The work of a reinforced concrete beam lying on an elastic foundation is considered, the deformation characteristics of which are described by a model with two Vlasov-Pasternak bed coefficients. The bed coefficients are considered as stationary random normally distributed functions of the x coordinate. Strength characteristics of concrete: cube strength and concrete tensile strength are assumed to be random variables with Gaussian probability density distributions. The concentrated forces approximating the columns of the building are applied at regular intervals and are assumed to be random normally distributed values. After the formation of cracks in the sections under concentrated forces in the beam, areas with a reduced bending stiffness are formed, and therefore the stiffness of the beam becomes variable along the length of the beam.
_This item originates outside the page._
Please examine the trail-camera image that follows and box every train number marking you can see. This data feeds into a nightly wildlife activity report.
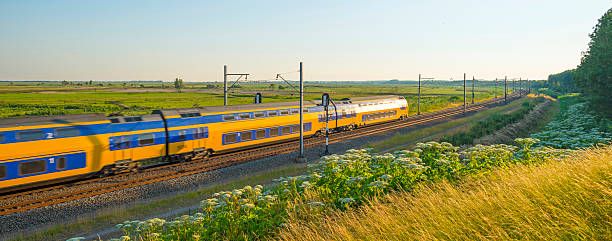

The solution of the differential equation of bending of a beam with variable stiffness lying on an elastic foundation is proposed to be sought by a variational method minimizing the functional of the additional energy principle. The deflections of a beam with variable stiffness will be approximated by a function that satisfies the boundary conditions and the equilibrium condition. From the equality of the deflections of a beam with constant equivalent bending stiffness and deflections of a beam with variable bending stiffness due to cracking, the constant equivalent stiffness and its statistical parameters are determined. Knowing the constant equivalent bending stiffness of a concrete beam and using the known solutions of the bending equation of a beam lying on an elastic foundation with random properties, it becomes possible to find the probabilistic parameters of bending moments and shear forces and to determine the probability of the onset of limit states of the beam along the normal and inclined sections.